4. PAYPAL:– PayPal stock fell more than 5% Thursday as its second-quarter revenue came in below expectations, leading to worries that the damage from its former parent eBay moving payments away from it could be greater than anticipated.
Paypal and eBay parted ways in 2018 as the latter wanted to give shoppers more control over their online experience, much like Amazon , giving them options to pay for their purchases.
eBay marketplaces represented 4% of its total payments volume in the second quarter compared to 17% in second quarter five years ago. PayPal expects that to further dilute to less than 3% as it exits 2021, calling eBay marketplaces a headwind to its growth in 2021.
Total revenue in the second quarter rose 19% to $6.24 billion, missing the estimated $6.27 billion.
Adjusted earnings per share on a diluted basis came in at $1.15 and surpassed analysts’ expectation of $1.12.
.5. AstraZeneca -AstraZeneca is exploring options for the future of its COVID-19 vaccine and expects greater clarity on the matter by the end of 2021, a senior executive said on Thursday, following a series of setbacks in its race to produce a shot for the world.

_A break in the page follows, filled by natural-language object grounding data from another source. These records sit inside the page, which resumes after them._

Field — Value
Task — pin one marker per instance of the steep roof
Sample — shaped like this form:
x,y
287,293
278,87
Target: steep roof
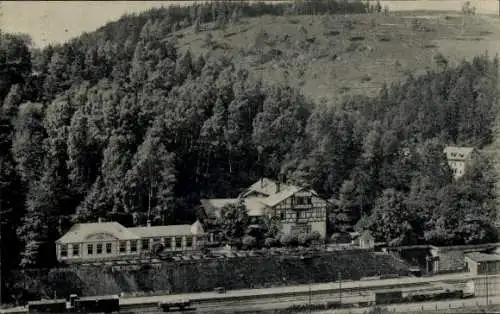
x,y
213,206
458,153
259,196
264,186
79,232
482,257
197,228
367,235
162,231
279,197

Executives emphasised it was too early to say what the decision on the vaccine’s future or the outcome of the review would be.
AstraZeneca agreed to work with the University of Oxford on its COVID-19 shot last year despite having no prior vaccine experience, taking on the project with a pledge not to make a profit during the coronavirus pandemic.
While a $39 billion dollar deal to buy rare drug firm Alexion is much more integral to the company’s business strategy, the COVID-19 vaccine has quickly become the public face of the company’s efforts during the coronavirus pandemic.
“If you ask me, is the vaccine business a sustainable business for AstraZeneca for the next five or 10 years, that big strategic question is under discussion,” Ruud Dobber, head of the BioPharmaceuticals business, told Reuters.
A small group of staff reporting to research chief Mene Pangalos and Dobber are looking into this, he said.
“We need to have that discussion with our senior executive team, and then with the board of AstraZeneca. We are exploring different options, but it is far too early at this stage to conclude that (process),” he said.
“Hopefully before the year ends, we will have a better view how to move forward in the next few years.”